İtiraz etmeden elimdeki dilimi bitirdim. Sahanda kırılan yumurtadan çatal yardımıyla bir parça aldım ve ardından çayımdan bir yudum içtim. Sıcak çay boğazımdan geçerek hem ayıltıcı hem de rahatlatıcı bir his bıraktı. Geç kalmamak için hızlıca yaptığım kahvaltıdan sonra bulaşıkları toparlayıp makineye yerleştirdim. Alaz da bana yardımcı oldu. Daha sonra odaya geri dönüp onun dolabından kendime giyebileceğim bir şeyler bulmaya çalıştım. Aynı hafta içinde ikinci kez aynı kıyafetle okula gitmek istemiyordum.

Alaz'ın dolabını kurcalarken geçenlerde üzerinde gördüğüm ve çok beğendiğim lacivert gömleği buldum. Şöyle bir alıcı gözüyle gömleği inceledikten sonra yüzümü aynaya çevirip gömleği üzerime doğru tuttum. Benim için fazla büyük olduğu ilk bakışta belli olsa da bunu umursamadan omuz silkip gömlekle birlikte odadan çıktım. Oversize giymeyi tercih edeceksin diyelim biz ona Naz. Doğru. Hem bol giyinmek şu aralar modaydı, modaya uymak lazımdı.

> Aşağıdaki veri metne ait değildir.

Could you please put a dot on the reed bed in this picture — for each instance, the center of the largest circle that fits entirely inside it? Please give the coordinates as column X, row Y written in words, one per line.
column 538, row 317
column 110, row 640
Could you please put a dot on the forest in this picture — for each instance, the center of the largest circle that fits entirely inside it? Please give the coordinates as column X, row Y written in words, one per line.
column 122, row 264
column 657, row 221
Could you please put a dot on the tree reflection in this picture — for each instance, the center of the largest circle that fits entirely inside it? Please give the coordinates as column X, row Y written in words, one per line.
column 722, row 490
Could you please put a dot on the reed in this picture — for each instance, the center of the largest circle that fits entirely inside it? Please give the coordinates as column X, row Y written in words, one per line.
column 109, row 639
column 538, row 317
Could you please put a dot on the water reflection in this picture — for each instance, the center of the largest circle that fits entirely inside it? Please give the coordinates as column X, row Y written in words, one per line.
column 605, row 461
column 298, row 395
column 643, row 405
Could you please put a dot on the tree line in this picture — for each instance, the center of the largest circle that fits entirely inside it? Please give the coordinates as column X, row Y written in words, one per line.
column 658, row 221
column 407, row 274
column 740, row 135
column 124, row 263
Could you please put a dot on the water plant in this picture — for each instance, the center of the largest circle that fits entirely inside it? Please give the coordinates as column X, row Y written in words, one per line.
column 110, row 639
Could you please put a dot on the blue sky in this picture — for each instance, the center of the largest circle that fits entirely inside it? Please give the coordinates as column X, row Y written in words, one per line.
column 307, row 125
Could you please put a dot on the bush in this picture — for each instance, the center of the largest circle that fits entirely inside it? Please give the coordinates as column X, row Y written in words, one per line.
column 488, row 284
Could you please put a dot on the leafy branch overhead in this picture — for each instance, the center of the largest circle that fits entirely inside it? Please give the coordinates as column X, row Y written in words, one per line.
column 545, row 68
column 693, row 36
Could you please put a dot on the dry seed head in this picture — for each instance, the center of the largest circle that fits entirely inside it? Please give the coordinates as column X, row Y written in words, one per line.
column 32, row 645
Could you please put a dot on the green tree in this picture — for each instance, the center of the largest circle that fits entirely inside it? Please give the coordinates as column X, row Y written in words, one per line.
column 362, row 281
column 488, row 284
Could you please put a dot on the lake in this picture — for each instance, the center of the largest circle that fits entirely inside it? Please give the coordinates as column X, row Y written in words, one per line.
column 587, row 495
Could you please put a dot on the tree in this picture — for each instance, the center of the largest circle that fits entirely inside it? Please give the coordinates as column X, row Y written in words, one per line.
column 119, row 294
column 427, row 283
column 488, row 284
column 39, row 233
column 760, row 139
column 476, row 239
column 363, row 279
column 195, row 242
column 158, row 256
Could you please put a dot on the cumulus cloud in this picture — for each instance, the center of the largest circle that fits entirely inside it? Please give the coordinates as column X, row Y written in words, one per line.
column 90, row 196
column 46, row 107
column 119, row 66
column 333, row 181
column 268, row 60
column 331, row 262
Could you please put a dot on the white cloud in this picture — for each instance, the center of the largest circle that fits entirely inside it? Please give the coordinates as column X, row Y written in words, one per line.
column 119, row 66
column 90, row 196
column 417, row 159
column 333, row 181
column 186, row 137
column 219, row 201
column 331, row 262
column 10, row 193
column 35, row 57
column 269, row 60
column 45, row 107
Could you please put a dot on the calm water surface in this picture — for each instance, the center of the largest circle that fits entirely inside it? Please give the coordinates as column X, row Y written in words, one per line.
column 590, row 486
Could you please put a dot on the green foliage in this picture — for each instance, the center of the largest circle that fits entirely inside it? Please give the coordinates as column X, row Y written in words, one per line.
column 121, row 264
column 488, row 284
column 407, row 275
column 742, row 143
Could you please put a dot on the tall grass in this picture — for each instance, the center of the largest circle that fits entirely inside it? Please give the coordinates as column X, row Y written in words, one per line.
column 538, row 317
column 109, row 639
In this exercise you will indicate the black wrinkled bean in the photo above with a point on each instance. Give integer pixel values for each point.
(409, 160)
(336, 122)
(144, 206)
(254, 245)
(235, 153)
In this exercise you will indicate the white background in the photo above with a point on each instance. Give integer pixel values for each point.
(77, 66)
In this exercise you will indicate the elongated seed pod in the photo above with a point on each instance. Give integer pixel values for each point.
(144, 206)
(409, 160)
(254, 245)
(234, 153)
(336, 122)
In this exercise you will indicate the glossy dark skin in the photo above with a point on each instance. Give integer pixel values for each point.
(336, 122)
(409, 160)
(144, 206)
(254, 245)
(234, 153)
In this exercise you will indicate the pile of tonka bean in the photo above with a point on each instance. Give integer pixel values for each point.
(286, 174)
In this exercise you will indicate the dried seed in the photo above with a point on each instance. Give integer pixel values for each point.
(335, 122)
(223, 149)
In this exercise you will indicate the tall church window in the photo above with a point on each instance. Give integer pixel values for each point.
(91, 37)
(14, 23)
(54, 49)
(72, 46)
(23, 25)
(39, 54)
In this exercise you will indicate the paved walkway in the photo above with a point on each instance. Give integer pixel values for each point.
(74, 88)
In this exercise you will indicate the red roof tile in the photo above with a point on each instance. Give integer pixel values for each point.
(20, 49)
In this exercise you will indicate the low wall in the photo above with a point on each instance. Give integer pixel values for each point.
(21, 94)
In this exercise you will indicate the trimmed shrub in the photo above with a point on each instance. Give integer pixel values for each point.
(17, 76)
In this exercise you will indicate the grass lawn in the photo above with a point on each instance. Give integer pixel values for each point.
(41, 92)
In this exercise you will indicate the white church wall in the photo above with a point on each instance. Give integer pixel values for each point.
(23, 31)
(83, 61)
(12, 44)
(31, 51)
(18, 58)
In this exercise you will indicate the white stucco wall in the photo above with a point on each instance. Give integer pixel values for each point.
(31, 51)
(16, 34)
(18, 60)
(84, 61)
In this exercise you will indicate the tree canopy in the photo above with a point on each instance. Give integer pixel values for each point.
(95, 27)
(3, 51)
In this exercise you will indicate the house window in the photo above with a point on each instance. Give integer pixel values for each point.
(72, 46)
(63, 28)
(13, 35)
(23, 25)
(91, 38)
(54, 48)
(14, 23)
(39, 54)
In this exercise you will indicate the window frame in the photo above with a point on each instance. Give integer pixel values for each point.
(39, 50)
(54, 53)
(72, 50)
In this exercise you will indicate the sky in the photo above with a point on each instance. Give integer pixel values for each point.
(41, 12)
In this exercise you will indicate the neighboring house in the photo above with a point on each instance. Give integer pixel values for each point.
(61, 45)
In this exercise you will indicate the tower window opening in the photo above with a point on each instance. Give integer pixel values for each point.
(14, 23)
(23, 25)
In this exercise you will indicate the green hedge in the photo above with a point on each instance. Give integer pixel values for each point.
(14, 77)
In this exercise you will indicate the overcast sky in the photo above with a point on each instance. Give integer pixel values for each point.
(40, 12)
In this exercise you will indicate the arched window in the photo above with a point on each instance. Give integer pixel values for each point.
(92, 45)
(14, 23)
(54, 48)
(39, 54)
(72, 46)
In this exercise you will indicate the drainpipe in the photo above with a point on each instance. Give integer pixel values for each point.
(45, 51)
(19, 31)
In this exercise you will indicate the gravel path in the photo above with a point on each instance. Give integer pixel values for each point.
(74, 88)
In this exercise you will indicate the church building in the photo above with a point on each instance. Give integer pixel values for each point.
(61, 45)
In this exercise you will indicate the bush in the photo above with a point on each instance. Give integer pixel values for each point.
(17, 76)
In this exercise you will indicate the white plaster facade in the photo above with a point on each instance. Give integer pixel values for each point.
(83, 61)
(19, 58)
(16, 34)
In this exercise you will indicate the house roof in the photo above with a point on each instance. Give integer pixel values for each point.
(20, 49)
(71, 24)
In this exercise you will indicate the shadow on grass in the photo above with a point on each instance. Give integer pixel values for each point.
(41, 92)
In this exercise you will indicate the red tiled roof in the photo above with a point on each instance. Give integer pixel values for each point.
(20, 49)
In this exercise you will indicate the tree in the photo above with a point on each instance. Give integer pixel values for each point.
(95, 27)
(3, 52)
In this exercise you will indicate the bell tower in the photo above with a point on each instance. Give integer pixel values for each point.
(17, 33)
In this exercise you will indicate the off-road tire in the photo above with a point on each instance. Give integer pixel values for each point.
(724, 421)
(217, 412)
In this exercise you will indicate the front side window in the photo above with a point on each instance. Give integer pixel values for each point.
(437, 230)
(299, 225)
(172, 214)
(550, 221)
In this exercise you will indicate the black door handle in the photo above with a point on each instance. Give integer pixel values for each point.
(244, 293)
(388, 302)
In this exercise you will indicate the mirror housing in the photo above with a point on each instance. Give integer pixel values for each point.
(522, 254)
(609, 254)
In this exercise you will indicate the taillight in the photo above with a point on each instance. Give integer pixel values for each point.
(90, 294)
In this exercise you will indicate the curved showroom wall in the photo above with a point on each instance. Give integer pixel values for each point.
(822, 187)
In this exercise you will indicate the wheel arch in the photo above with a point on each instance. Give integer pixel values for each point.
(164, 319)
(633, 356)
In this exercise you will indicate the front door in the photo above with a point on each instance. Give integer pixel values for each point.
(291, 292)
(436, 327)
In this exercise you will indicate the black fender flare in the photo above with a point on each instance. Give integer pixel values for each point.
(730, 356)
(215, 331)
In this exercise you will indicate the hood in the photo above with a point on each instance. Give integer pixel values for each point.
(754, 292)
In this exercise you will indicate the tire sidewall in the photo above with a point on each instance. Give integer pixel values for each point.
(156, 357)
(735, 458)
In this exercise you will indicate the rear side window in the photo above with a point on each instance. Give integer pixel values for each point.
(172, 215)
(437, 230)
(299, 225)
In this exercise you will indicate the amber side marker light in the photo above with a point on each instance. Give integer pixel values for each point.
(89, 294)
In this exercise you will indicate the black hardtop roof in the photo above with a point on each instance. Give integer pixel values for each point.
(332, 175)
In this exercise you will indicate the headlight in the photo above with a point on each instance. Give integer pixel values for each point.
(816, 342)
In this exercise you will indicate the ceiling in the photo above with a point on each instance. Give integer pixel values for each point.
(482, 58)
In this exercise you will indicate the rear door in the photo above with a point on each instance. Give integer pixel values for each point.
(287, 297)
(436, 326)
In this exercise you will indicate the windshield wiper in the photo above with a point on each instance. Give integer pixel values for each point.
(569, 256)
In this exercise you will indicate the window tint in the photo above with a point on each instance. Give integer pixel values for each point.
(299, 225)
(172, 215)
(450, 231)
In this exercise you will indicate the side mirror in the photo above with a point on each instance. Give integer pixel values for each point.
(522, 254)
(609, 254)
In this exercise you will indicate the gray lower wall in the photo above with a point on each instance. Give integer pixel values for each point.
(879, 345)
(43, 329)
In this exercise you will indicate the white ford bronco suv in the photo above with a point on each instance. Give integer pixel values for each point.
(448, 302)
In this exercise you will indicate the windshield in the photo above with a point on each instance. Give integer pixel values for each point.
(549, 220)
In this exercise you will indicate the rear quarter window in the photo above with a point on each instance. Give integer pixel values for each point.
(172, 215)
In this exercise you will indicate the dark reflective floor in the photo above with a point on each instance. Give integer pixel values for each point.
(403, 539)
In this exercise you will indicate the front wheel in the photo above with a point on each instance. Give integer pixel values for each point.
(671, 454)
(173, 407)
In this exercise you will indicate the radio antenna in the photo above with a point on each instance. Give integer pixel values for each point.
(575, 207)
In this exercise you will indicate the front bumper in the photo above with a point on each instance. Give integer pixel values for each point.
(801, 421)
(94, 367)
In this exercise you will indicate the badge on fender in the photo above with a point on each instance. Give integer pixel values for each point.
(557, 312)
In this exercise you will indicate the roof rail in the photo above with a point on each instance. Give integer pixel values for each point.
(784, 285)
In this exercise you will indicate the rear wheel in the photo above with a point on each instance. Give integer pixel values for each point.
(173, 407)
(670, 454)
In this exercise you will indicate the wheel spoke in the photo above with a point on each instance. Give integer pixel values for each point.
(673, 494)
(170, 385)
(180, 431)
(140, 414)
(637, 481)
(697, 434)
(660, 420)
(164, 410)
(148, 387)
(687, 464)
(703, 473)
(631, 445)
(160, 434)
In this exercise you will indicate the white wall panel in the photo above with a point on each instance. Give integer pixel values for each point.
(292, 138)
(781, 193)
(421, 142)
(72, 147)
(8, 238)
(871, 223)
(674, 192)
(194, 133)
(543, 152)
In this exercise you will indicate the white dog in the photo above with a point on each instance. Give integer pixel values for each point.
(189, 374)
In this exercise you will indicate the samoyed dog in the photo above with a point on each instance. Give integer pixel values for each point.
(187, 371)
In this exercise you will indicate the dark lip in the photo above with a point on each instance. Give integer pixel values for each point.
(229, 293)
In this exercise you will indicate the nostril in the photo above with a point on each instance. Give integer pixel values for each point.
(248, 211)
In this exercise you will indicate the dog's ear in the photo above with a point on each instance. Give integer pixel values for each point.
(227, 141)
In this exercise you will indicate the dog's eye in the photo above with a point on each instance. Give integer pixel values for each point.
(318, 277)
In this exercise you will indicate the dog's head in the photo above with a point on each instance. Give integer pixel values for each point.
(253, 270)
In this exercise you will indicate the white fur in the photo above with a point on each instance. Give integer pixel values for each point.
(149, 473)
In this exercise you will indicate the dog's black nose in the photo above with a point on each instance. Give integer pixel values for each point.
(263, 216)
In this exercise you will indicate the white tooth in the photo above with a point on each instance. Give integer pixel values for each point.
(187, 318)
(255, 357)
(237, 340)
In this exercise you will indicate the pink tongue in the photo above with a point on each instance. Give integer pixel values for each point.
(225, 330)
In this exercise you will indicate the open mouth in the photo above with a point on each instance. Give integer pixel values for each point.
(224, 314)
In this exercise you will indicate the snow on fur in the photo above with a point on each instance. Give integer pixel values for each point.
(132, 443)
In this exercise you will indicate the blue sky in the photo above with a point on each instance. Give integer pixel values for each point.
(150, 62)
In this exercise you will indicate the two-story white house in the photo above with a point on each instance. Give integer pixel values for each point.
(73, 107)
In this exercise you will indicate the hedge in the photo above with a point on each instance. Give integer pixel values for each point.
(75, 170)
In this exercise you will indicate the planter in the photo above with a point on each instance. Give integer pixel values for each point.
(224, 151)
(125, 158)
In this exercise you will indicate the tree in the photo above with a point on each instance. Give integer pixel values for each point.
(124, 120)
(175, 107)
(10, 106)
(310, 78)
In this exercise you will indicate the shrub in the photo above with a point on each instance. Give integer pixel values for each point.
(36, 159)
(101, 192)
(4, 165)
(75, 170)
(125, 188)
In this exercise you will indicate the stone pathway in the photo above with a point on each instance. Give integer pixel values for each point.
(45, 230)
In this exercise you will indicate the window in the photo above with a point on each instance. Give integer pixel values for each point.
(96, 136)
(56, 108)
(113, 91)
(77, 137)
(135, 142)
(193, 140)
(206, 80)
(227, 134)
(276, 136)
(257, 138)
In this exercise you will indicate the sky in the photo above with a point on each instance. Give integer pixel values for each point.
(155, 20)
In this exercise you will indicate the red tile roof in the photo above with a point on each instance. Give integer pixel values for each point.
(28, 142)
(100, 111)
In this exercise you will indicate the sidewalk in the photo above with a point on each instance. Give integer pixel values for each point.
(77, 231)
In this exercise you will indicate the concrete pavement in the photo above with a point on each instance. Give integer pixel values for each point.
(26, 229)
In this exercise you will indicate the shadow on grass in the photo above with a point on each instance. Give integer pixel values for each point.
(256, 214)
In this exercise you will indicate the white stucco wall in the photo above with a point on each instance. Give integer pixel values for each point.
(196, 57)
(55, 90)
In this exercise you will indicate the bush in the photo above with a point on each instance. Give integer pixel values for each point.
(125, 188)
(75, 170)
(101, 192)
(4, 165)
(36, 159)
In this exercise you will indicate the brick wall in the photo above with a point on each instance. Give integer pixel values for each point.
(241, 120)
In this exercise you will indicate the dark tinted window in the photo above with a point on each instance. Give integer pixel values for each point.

"Alazz..." diye bağırdım evin içinde dolanırken. Mutfaktan çıkan sevgilimle koridorda denk geldik. Yüzümde bir sırıtışla gömleğini hızlıca üzerime doğru tuttum. "Okula aynı kıyafeti giymek istemiyorum da, ben bugün bunu giyebilir miyim? Yani senin için özel bir anlamı falan yoksa tabii. Ama giymemi istemezsen kendime başka bir şey de bulurum."

Her çok konuştuğumda yaptığı gibi kollarını göğüsünün altında birbirine doladı. Durumu anlayıp susmak için dudaklarımı birbirine bastırdığımda hafifçe kıkırdadı. Kocaman açtığım gözlerimle vereceği cevabı beklerken kafasını yukarı aşağı ağır ağır salladı ve "İstediğini giyebilirsin." dedi, bir yandan da ağır ağır bedenimi süzdü. "Ama biraz büyük olur o sana sanki?"

"Biliyor musun..." diye bir duraksamanın ardından arkamı dönüp gömlekle birlikte odaya doğru ilerledim. "O kısım hiç önemli değil."

Arkamdan sağlam bir kahkaha sesi duydum ve hemen ardından "Delisin, deli." diye söylendi. Gömleği askısından çıkartıp yatağın üzerine bıraktıktan sonra askıyı dolapta yerine astım. Ardında kendi üzerimdeki pijamayı çıkarttım. Dünkü açık mavi pantolonumu geri giydim ve ardından gömleği üzerime geçirdim. Birkaç düğmesini ilikledikten sonra gömleği uçlarından pantolonumun içine soktum.

Üstten iki düğmesini iliklemediğim gömlek, üzerime tam oturmadığı için yakası normalden biraz daha açık kalırken aramızdaki kilo farkı nedeniyle sırtımdan da potluk oluşmasına neden olmuştu. Ceketle üzerini kapatabileceğim için o potluğu önemsemeden aynanın karşısına geçtim. Saçımı taradıktan sonra açık bırakmaya karar verdim. Çantamdan bulduğum kapatıcı ile göz altlarımdaki morluğu gizledim ve Alaz'ın parfümünden birkaç fıs sıkıp çantamı da omzuma asarak odadan çıktım.

Salonda oturmuş beni bekleyen Alaz'a seslenirken, benim uyuşuk hazırlanmam yüzünden ortaya çıkan geç kalabileceğimiz ihtimali ile birlikte, bir yandan da ayakkabılarımı giymeye çalıştım. Askıdaki ceketimi alıp içinden kollarımı geçirirken Alaz da yanıma geldi. Beni baştan aşağıya süzdükten sonra yanıma doğru yavaş yavaş ilerlemeye başladı. Ceketin içinde kalan saçlarımı dışarıya çıkartırken alttan alttan ona baktım. Bir adım daha atıp aramızdaki o son küçük mesafeyi kapattı.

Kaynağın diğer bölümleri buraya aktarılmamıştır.